PERATURAN DAERAH KOTA PALANGKA RAYA NOMOR 07 TAHUN 2003 TENTANG PENCEGAHAN DAN PENANGGULANGAN KEBAKARAN HUTAN DAN LAHAN DI WILAYAH KOTA PALANGKA RAYA DENGAN RAHMAT TUHAN YANG MAHA ESA WALIKOTA PALANGKA RAYA, Menimbang : a. bahwa kebakaran hutan dan lahan mengakibatkan berbagai kerusakan lingkungan, terganggunya tata air, musnahnya sumber plasma nutfah, berkurangnya keanekaragaman hayati, merugikan masyarakat, mengancam keselamatan manusia dan mahluk hidup lainnya; b. bahwa dalam rangka mencegah dan menanggulagi ancaman dan bahaya terhadap fungsi hutan dan lahan serta lingkungan hidup perlu dilakukan pencegahan dan penanggulangan kebakaran hutan dan lahan; c. bahwa berdasarkan pertimbangan sebagaimana tersebut pada huruf a dan b, perlu ditetapkan dengan Peraturan Daerah Kota Palangka Raya tentang Pencegahan dan Penanggulangan Kebakaran Hutan dan Lahan di Wilayah Kota Palangka Raya.
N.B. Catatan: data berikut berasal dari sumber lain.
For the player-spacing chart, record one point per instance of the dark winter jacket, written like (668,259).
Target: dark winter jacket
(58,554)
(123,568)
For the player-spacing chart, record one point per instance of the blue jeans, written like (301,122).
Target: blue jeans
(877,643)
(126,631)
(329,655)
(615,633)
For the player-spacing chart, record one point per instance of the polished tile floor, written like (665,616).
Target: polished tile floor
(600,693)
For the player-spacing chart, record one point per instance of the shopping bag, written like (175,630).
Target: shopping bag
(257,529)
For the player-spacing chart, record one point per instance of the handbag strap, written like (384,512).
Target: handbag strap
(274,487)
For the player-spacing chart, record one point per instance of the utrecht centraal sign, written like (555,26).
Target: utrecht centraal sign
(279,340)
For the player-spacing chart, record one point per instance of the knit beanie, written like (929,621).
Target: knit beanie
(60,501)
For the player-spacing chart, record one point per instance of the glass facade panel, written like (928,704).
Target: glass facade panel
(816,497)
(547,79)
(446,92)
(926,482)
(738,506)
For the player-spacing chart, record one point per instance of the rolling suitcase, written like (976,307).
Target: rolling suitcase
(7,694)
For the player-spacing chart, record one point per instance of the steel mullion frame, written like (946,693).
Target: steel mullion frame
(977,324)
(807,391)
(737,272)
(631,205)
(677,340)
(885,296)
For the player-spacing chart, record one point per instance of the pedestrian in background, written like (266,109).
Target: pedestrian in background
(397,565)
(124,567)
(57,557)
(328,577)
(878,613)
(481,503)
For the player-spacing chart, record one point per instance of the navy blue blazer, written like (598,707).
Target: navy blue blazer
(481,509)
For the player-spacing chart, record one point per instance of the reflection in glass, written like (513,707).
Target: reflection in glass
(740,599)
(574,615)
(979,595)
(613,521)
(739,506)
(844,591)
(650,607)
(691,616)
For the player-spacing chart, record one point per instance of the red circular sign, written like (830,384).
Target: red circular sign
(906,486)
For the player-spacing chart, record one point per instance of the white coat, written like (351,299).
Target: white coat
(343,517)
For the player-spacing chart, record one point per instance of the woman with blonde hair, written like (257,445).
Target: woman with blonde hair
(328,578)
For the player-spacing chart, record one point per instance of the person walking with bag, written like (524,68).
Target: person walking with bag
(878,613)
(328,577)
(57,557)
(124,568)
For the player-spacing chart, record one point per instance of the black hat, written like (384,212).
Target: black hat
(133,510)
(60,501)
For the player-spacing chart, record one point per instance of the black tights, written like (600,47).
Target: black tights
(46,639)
Mengingat : 1. Undang-undang Nomor 5 Tahun 1965 tentang Pembentukan Kota Praja Palangka Raya (LNRI Tahun 1965 Nomor 48, TLNRI Nomor 2753); 2. Undang-undang Nomor 5 Tahun 1990 tentang Konservasi Sumber Daya Alam dan Ekosistemnya (LNRI Tahun 1990 Nomor 49, TLNRI Nomor 3419); 3. Undang-undang Nomor 23 Tahun 1997 tentang Pengelolaan Lingkungan Hidup (LNRI Tahun 1997 Nomor 68, TLNRI Nomor 3699); 4. Undang-undang Nomor 22 Tahun 1999 tentang Pemerintahan Daerah (LNRI Tahun 1999 Nomor 60, TLNRI Nomor 3839); 5. Undang-undang Nomor 25 Tahun 1999 tentang Perimbangan Keuangan Pemerintah Pusat dan Daerah (LNRI Tahun 1999 Nomor 72, Tambahan Lembaran Negara Nomor 3848); 6. Undang-undang Nomor 41 Tahun 1999 tentang Kehutanan (LNRI Tahun 1999 Nomor 167, TLNRI Nomor 3888); 7. Peraturan Pemerintah Nomor 27 tentang Analisis Mengenai Dampak Lingkungan Hidup (LNRI Tahun 1999 Nomor 59, TLNRI Nomor 3838); 8. Peraturan Pemerintah Nomor 25 Tahun 2000 tentang Kewenangan Propinsi Sebagai Daerah Otonom (LNRI Tahun 2000 Nomor 54, TLNRI Nomor 2952); 9. Peraturan Pemerintah Nomor 4 Tahun 2001 tentang Pengendalian Kerusakan dan atau Pencemaran Lingkungan Hidup yang Berkaitan dengan Kebakaran Hutan dan atau Lahan (LNRI Tahun 2001 Nomor 10, TLNRI Nomor 4076); 10. Peraturan Pemerintah Nomor 35 Tahun 2002 tentang Dana Reboisasi (LNRI Tahun 2002 Nomor 67, TLNRI Nomor 4207); 11. Peraturan Daerah Kota Palangka Raya Nomor 10 Tahun 2000 tentang Susunan Organisasi dan Tata Kerja Badan Pengendalian Dampak Lingkungan Daerah Kota Palangka Raya (Lembaran Daerah Kota Palangka Raya Tahun 2000 Nomor 10).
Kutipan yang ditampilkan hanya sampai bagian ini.